By early afternoon in New York, the Dow Jones was down 0.10% or 18 points at 17,596, while the broader S&P 500 index was off by just 0.04% at 2037.4.
Key earnings, retail sales due later this week
Despite the subdued nature of today’s stock trading and the paucity of market-moving news so far this week, things are set to become more lively in terms of economic releases in the next few days. Dow component Cisco Systems ($CSCO) reports its quarterly earnings tomorrow, followed by retail bellwether Wal-Mart ($WMT) on Thursday.
More clues about the retail sector will follow on Friday, in perhaps the highlight of the macroeconomic calendar for the week, with the release of October’s retail sales. Retails sales posted a 0.3% decline in September, following August’s 0.6% surge. Despite those declines reported last month, electronics saw an uplift from the release of the new iPhones in mid-month September, and a continuation of this boost would seem likely for October. Falling gasoline prices will act as a drag though, as the retail sales report measures the value of total receipts. Overall, a 0.2% rise is expected for October. Such a rebound would be important for fourth-quarter GDP, as retail sales measures a substantial part of consumer spending.
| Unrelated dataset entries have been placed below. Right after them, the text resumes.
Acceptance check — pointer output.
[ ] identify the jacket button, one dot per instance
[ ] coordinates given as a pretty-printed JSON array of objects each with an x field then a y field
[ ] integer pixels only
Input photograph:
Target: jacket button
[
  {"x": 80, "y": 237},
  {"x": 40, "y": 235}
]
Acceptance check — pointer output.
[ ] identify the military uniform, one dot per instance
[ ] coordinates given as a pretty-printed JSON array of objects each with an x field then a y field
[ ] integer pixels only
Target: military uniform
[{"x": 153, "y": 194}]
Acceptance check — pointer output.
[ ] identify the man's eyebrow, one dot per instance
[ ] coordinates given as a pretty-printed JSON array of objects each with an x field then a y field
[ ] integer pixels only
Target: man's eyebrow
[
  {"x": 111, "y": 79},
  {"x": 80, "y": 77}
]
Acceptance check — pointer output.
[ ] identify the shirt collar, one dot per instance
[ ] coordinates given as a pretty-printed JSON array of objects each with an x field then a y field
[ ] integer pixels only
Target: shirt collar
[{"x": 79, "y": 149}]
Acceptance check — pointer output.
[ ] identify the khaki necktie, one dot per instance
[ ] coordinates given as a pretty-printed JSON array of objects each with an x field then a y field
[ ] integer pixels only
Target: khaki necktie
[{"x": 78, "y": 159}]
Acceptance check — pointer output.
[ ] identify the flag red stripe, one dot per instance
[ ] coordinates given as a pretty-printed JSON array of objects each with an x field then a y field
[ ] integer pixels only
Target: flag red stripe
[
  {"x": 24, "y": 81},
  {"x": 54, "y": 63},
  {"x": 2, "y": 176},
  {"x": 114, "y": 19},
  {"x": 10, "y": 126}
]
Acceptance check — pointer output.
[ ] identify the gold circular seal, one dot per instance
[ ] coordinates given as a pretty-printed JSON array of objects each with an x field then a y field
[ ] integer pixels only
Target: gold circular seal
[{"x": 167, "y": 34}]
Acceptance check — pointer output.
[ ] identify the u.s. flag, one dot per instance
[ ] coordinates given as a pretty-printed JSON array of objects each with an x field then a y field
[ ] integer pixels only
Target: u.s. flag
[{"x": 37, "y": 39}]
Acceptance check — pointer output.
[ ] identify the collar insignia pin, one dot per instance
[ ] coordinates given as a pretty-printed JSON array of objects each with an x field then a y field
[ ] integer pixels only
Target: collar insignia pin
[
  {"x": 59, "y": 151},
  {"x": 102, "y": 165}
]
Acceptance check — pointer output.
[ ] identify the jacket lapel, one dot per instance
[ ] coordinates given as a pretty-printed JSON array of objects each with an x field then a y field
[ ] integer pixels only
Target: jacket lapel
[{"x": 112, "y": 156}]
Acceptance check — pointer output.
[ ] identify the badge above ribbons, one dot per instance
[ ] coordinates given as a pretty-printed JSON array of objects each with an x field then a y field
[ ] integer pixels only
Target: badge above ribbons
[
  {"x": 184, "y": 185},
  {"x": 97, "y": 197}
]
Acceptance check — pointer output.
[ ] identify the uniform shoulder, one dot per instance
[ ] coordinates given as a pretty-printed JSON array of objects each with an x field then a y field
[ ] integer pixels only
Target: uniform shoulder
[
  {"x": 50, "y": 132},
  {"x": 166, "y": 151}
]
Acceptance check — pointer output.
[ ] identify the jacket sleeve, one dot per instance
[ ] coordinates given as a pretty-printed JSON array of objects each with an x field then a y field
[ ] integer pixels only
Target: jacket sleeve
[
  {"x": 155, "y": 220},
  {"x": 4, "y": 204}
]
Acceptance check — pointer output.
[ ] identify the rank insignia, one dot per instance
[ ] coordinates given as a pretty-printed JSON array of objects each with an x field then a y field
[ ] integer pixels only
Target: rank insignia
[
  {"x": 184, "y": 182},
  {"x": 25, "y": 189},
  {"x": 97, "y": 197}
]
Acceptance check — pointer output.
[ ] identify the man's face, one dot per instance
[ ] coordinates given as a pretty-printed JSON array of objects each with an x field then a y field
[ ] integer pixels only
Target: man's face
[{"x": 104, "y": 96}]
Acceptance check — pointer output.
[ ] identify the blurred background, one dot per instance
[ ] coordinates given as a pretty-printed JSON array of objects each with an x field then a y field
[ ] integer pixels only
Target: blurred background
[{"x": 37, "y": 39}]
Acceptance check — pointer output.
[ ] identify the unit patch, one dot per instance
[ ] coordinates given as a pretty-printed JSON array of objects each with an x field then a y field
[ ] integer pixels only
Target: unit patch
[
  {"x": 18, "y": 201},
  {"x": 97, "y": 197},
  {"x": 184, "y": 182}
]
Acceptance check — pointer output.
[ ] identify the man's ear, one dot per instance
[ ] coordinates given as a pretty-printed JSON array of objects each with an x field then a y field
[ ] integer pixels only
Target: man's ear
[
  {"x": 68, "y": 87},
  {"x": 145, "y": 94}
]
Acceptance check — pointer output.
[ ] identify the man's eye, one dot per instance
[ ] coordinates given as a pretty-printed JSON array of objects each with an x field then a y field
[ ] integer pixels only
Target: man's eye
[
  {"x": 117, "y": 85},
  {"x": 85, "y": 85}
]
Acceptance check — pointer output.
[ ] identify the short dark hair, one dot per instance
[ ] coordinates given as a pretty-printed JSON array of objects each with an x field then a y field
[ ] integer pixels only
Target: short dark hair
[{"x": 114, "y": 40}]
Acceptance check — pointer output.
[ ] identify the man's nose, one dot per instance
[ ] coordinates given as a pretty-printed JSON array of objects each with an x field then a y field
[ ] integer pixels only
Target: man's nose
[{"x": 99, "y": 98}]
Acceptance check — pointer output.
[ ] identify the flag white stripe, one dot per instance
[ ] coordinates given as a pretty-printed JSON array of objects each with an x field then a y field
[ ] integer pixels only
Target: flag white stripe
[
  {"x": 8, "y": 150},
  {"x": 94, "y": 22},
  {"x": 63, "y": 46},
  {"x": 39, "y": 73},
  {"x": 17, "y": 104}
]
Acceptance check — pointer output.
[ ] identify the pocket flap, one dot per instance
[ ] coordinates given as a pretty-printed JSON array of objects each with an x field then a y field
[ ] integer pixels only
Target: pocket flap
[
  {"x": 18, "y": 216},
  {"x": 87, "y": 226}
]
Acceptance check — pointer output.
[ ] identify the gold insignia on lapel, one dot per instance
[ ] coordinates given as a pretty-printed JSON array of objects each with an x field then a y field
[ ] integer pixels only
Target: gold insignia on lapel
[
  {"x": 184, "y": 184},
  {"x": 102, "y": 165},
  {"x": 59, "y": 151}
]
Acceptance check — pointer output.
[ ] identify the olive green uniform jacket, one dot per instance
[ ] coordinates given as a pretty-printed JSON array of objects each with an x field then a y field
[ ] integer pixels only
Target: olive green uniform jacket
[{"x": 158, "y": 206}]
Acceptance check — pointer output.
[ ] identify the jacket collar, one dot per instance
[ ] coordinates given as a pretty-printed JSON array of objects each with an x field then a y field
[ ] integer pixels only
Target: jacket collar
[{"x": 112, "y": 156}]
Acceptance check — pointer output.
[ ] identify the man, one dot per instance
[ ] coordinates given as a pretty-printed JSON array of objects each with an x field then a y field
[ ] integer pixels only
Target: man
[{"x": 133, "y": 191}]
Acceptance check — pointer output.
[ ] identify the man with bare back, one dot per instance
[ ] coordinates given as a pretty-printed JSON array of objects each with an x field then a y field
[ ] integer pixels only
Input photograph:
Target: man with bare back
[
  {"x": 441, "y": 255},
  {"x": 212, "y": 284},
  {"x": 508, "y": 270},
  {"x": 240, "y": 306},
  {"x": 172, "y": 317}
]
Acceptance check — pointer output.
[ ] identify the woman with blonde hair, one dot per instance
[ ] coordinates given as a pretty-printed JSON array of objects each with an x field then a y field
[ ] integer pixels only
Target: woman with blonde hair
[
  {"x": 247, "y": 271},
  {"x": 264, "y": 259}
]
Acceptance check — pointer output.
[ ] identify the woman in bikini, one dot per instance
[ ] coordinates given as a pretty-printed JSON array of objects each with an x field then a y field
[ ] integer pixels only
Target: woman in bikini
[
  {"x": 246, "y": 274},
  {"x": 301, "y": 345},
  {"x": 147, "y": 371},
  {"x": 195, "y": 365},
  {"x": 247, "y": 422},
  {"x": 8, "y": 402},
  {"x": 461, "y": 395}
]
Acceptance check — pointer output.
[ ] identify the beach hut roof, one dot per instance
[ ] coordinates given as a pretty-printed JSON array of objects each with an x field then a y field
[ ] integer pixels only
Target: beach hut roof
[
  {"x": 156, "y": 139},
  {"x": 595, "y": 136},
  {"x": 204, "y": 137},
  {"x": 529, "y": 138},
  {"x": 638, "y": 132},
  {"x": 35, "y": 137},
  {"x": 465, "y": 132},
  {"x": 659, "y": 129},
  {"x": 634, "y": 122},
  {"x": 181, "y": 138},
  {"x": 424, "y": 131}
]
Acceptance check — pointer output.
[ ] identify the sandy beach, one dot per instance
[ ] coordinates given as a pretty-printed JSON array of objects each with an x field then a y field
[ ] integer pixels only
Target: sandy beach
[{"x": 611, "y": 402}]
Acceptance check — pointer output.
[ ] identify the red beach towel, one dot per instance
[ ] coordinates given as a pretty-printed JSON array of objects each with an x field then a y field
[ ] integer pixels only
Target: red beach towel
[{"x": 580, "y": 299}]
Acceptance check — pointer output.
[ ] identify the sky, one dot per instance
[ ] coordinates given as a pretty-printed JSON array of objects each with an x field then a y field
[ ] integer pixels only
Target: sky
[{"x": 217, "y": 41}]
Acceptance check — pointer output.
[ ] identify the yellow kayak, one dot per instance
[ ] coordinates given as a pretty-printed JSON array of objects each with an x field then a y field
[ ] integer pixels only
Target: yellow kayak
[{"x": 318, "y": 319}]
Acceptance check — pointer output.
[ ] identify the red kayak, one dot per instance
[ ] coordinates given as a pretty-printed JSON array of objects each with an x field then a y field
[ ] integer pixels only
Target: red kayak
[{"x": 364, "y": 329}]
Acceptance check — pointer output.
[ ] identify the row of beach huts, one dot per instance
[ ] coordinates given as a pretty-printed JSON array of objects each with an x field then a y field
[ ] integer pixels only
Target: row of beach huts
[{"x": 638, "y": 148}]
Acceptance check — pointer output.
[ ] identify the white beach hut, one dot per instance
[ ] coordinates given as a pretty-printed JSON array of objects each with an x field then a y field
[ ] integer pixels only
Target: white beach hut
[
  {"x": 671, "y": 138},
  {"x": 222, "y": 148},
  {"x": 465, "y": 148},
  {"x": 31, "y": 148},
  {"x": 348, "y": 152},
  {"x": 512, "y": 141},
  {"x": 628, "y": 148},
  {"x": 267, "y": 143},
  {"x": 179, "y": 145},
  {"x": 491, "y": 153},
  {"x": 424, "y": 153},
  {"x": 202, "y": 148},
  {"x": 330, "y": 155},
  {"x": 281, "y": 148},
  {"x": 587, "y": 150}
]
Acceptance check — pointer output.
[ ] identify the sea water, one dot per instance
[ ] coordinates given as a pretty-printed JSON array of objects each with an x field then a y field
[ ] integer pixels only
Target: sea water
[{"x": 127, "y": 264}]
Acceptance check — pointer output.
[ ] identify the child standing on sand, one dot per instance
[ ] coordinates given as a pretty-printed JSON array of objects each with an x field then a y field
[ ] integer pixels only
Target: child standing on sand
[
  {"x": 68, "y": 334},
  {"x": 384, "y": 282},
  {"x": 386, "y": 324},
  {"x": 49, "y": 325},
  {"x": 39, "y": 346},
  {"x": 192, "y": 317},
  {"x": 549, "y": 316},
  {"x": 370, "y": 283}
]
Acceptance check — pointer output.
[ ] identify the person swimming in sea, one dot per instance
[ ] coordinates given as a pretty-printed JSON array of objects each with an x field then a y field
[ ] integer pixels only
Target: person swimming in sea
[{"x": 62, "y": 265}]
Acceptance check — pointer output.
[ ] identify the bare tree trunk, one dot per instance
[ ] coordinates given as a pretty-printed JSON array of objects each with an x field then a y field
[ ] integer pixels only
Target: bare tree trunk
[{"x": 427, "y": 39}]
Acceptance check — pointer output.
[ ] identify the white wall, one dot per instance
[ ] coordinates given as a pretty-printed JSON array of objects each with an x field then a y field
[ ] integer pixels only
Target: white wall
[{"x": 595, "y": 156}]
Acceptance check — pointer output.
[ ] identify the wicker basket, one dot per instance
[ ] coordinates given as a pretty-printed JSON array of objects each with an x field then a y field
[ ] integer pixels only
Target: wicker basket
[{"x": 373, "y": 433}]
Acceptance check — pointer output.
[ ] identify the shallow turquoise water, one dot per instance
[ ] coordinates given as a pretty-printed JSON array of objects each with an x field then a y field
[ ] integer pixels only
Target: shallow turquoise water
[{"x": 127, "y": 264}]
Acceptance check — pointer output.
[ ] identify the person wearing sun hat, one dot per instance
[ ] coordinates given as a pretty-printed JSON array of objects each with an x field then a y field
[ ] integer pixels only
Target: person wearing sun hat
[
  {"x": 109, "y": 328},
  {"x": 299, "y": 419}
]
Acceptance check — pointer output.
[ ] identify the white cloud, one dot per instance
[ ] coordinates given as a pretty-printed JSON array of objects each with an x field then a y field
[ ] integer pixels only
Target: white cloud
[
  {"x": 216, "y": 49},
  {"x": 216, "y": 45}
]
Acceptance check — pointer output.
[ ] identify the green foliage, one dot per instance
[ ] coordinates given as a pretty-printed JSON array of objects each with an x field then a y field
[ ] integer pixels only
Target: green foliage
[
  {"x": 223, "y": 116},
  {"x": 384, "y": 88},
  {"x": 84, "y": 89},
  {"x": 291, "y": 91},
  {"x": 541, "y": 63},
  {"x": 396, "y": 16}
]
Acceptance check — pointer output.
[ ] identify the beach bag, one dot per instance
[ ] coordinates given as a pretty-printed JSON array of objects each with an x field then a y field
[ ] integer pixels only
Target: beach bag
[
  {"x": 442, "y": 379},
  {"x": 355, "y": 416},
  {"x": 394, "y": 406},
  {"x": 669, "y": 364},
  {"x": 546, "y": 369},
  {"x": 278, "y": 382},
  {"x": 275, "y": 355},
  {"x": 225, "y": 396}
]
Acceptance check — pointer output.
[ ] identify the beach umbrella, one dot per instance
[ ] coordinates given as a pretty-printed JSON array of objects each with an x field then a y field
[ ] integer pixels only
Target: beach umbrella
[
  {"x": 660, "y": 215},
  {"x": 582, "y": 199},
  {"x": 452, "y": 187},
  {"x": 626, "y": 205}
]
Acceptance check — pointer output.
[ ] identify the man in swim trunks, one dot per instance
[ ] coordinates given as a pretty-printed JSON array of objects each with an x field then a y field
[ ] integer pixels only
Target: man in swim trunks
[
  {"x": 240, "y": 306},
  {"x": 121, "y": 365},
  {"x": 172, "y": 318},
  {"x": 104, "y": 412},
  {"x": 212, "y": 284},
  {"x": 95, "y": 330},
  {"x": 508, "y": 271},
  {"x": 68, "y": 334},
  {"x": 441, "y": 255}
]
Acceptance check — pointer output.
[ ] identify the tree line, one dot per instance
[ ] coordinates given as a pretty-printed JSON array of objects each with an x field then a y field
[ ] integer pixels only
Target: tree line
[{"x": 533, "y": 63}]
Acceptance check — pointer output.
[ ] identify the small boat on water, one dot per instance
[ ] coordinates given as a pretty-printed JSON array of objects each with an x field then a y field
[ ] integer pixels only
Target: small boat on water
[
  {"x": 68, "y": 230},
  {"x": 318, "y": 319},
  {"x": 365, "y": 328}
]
Yen falls to seven-year low
In the forex market, USD/JPY rose 0.3% to 115.20, having earlier risen to 116.10, a seven-year high for the currency pair, after media reports suggested Japanese Prime Minister Shinzo Abe may delay a rise in sales tax due next year and is getting ready to call a snap election in December. Japan’s economy has been hindered by a hike in its sales tax made last April, leading to a surprise expansion in the Bank of Japan’s monetary stimulus last month in an attempt to meet the big ask of its 2% inflation target set for next year.
Japanese newspaper Yomiuri claimed Mr Abe is considering deferring a second hike in sales tax and could call an election next month. Mr Abe, speaking in Beijing where he is attending the Asia-Pacific Economic Cooperation (APEC) summit, said he could not comment on speculation. He also said that the Bank of Japan’s huge stimulus program is designed to fight deflation and boost growth rather than weaken the yen to give Japan an edge over other exporting nations.
‘The Group of 20 nations recognise the BOJ's stimulus programme is aimed at ending deflation and supporting domestic demand,’ said Mr Abe. ‘Japan abides by the agreement of G7 and G20 nations that currency rates ought to be determined by markets.’